"The whole world is watching," antiwar demonstrators shouted during the 1968 Democratic National Convention in Chicago as Mayor Daley's shock troops sprayed them with tear gas and clubbed them like baby seals. And they were right, the whole world was watching, via television - a cataclysmic moment in the country's slide into rebellion and repression. The war in Vietnam had activated a generation of Americans who probably weren't going to grow up to be like their parents anyway. And Chicago, where the liberal establishment was gathering to select a presidential candidate, seemed like a good place to take a stand, bring down a government or at least have a party. Nobody expected it to be a walk in the park, but who could have expected the greeting that Daley had prepared for them? Not without a little provocation, the City of Big Shoulders bared its fangs and went to work.
Those four days have taken their rightful place in the history books, but what if you don't like to read history? Well, then you might want to give Chicago 10 a try. As tense and chaotic as the events themselves, Brett Morgen's documentary is founded on the principle that today's youth (his projected audience, he says) are willing to hear about yesterday's youth as long as you speak to them in today's language. Nobody needs another talking-heads conclave about "the Sixties," so Morgen has gone creative on us, combining more found footage than I knew existed with an animated docudrama of the conspiracy trial that followed the events in August. "History repeating itself as farce," some said about the show trial of the century, where Abbie Hoffman and Jerry Rubin took pot shots at the American justice system. Needless to say, the American justice system took some shots of its own.
And until now, all we've had were the 22,000 pages of transcripts, this particular episode of the revolution not having been televised. But Morgen has turned it into a political cartoon, which, in a way, it already was. For Hoffman and Rubin more or less invented guerrilla theater on the spot, showing up in court wearing judicial robes one day and then, when ordered to remove them, revealing the police uniforms they had on underneath. How'd they get away with it? They didn't. All the defendants, plus their two lawyers (hence the Chicago 10), were cited for contempt. And Bobby Seale, for insisting on his right to defend himself, was chained to his seat and gagged. So much for order in the court, and by animating the proceedings Morgen has brought out the trial's Looney Tunes quality. But the stop-motion animation itself is rather stiff, which is surely not how it felt to sit in that courtroom.

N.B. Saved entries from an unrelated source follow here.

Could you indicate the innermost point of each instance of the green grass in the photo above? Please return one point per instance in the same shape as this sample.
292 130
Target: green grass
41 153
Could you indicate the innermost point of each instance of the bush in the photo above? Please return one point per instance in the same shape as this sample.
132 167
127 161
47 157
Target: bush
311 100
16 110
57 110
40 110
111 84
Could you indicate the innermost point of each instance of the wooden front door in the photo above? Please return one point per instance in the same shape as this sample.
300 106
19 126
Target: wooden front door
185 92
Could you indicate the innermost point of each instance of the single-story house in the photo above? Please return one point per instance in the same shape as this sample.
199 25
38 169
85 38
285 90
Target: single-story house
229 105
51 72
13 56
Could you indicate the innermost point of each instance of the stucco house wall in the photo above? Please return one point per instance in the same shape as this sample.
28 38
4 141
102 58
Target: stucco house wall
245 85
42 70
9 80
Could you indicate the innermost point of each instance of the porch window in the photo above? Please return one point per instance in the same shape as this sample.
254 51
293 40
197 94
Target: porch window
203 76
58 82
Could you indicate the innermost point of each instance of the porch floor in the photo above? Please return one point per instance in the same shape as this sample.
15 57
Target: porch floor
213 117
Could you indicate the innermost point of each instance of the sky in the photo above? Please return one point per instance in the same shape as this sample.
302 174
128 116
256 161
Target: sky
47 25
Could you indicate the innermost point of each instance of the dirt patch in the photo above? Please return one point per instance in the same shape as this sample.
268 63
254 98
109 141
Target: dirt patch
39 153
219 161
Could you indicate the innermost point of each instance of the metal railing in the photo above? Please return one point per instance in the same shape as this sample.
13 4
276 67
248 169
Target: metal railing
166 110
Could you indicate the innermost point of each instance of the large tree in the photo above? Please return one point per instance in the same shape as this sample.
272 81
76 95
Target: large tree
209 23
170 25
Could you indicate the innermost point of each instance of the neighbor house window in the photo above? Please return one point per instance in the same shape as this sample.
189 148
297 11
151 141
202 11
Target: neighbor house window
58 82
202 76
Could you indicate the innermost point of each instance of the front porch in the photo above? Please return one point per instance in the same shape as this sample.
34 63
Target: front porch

Otherwise, Morgen does a pretty good job of meshing how things must have felt back then with how things feel from here. He puts Eminem, the Beastie Boys and Rage Against the Machine on the soundtrack instead of those golden oldies we're so used to hearing, and the effect is surprisingly moving, the way it ties the two generations together. At its best moments, Chicago 10 feels like a drug-induced fantasia - an acid trip down Memory Lane, with moments of pure Ecstasy.